Know the strengths and weaknesses of both you and your partner, says Kyle Whipple, a partner with Custom Wealth Solutions in Plymouth, Mich., who has advised couples on joint business ventures. If neither of you is good at, say, accounting, "then you need to bring in a third party."

On Board With the Risks

Launching a business is always chancy, and couples should be on board with the risks. "I start with a worst-case scenario," Parker says. For example, if you're drawing money from retirement or investment portfolios, how much longer will you have to work if the business is less profitable than anticipated? Will the house need to be sold?

Both spouses should understand what's at stake financially and how they define success. If both are okay with breaking even or losing a little money, that still can be a successful business, he adds. "There's nothing wrong with owning a winery because you love to make wine. There just needs to be a clarity of what's intended."

For Kasey Thompson-Agee, 50, and her husband, Cleveland Agee, 51, the motivation was twofold: to make money and create the kind of restaurant they wanted but couldn't find in their hometown of Big Rapids, Mich. After giving it a lot of thought, Thompson-Agee, a former director of global menu strategy at McDonald's and currently a business professor at Ferris State University, and her husband, who owned a construction company, decided to open a casual restaurant that they hoped would become a community hub. In May 2021, Fatty C's Dog House, which sells hot dogs with a plethora of different toppings, opened.

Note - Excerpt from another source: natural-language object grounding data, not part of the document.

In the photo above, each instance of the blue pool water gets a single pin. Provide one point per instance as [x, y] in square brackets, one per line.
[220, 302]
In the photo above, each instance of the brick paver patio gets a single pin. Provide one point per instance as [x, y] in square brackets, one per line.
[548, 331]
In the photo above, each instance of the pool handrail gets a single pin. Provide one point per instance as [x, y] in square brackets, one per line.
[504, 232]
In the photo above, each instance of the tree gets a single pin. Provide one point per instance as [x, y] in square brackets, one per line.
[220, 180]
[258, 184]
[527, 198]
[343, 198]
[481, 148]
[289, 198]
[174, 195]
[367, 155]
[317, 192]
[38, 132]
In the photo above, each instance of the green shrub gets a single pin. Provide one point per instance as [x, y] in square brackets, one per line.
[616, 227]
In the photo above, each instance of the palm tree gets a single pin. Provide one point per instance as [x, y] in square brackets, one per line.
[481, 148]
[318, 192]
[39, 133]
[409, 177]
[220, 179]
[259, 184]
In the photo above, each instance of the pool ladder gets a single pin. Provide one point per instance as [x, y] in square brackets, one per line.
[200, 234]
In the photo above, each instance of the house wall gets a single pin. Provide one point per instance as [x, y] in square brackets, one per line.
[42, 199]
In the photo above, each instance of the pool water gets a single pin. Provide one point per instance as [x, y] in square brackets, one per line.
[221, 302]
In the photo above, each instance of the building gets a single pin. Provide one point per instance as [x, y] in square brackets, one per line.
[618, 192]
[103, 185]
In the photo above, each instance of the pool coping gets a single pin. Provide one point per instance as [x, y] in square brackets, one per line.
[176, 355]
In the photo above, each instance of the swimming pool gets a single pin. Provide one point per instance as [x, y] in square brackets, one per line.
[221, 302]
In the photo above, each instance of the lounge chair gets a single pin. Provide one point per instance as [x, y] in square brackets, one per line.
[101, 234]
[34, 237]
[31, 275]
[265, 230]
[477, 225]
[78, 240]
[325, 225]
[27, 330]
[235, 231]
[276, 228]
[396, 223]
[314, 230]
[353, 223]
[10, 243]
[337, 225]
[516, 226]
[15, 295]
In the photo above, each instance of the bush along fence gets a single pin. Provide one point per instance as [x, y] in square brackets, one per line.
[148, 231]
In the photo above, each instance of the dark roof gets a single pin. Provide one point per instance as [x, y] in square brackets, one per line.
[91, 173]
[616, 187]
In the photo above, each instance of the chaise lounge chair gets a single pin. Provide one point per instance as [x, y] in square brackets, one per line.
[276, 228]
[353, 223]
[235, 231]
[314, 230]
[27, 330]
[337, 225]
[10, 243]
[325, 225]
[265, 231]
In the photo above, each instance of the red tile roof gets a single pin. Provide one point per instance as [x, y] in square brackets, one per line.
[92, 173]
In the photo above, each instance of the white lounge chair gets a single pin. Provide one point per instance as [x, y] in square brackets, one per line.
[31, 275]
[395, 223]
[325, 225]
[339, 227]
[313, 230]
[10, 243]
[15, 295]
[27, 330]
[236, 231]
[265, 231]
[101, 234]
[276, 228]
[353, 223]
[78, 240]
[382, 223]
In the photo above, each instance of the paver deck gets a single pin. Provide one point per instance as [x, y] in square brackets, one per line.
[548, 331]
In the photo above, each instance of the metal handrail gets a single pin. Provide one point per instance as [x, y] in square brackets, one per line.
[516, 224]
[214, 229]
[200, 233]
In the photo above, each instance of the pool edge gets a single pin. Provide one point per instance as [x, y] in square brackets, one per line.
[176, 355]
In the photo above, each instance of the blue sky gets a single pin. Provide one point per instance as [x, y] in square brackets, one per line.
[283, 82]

It hasn't been easy, especially during the pandemic. They liquidated most of their savings to start the restaurant rather than take out loans and are now seeking investors. "When the pressure hits, you question why did you make that decision, why didn't you consult with me," she says, adding, we've had "doozies of conversations."

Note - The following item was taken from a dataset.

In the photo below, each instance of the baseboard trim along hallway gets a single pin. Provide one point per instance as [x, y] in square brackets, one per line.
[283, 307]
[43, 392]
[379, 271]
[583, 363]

She tends to be an optimist, her husband more a realist, but they've learned to not "overmanage things," Thompson-Agee says. Most restaurants aren't profitable the first year, but she says they hit their goal for January and are building a customer base. "With everything we've learned, I would not choose anyone else to do this with," she says.

For some couples, running a business together strengthens a marriage. Jillian Cohan Martin, 44, and Jeffrey Martin, 47, of Portland, Ore., are both former journalists who have been married 13 years. In 2018, they began Clarity Content, a writing, editing and media outreach firm. They also produce a podcast, "Managing Partners," about couples who work together. "People think it's a huge risk to blend work, life and love," when the opposite is true, says Cohan Martin. "It actually allows you to take more risks because you have foundational trust and shared values."

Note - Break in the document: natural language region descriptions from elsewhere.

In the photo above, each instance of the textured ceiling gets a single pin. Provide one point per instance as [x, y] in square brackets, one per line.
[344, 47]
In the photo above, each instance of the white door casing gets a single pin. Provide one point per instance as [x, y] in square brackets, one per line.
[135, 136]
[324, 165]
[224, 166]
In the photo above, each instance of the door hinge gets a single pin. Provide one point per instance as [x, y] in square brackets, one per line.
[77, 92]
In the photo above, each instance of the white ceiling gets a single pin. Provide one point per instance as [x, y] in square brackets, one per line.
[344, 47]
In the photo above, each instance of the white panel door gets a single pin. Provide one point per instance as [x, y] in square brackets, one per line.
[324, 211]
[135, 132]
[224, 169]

4 Ways to Structure Your Company

Sole proprietorship. With this most common type of business structure, you are automatically a sole proprietorship if you don't register as another kind of business. Your business and personal assets are not separate, you can't sell stock, and you fill out your profits and losses on Schedule C of your personal income tax.

Sole proprietorships are a good choice for low-risk businesses and those testing their business ideas. But as the name implies, only one person can be the owner; a spouse or domestic partner can be an employee.

Qualified joint venture. This is the best option when both spouses want to be owners, says Cindy Goldstein, a New York-based tax attorney and CPA, at least in the early stages. The couple files taxes jointly but fills out separate Schedule Cs.

Limited liability company. An LLC is a legal entity. You can file taxes as a sole proprietor and LLC, and depending on the state's community property laws, you may be able to file taxes as both a qualified joint venture and an LLC. The main advantage of an LLC is that your personal assets are protected if the business goes bankrupt or is sued.

S corporation. Also a legal entity, an S-corp has more rigid requirements and is typically used for bigger businesses with shareholders.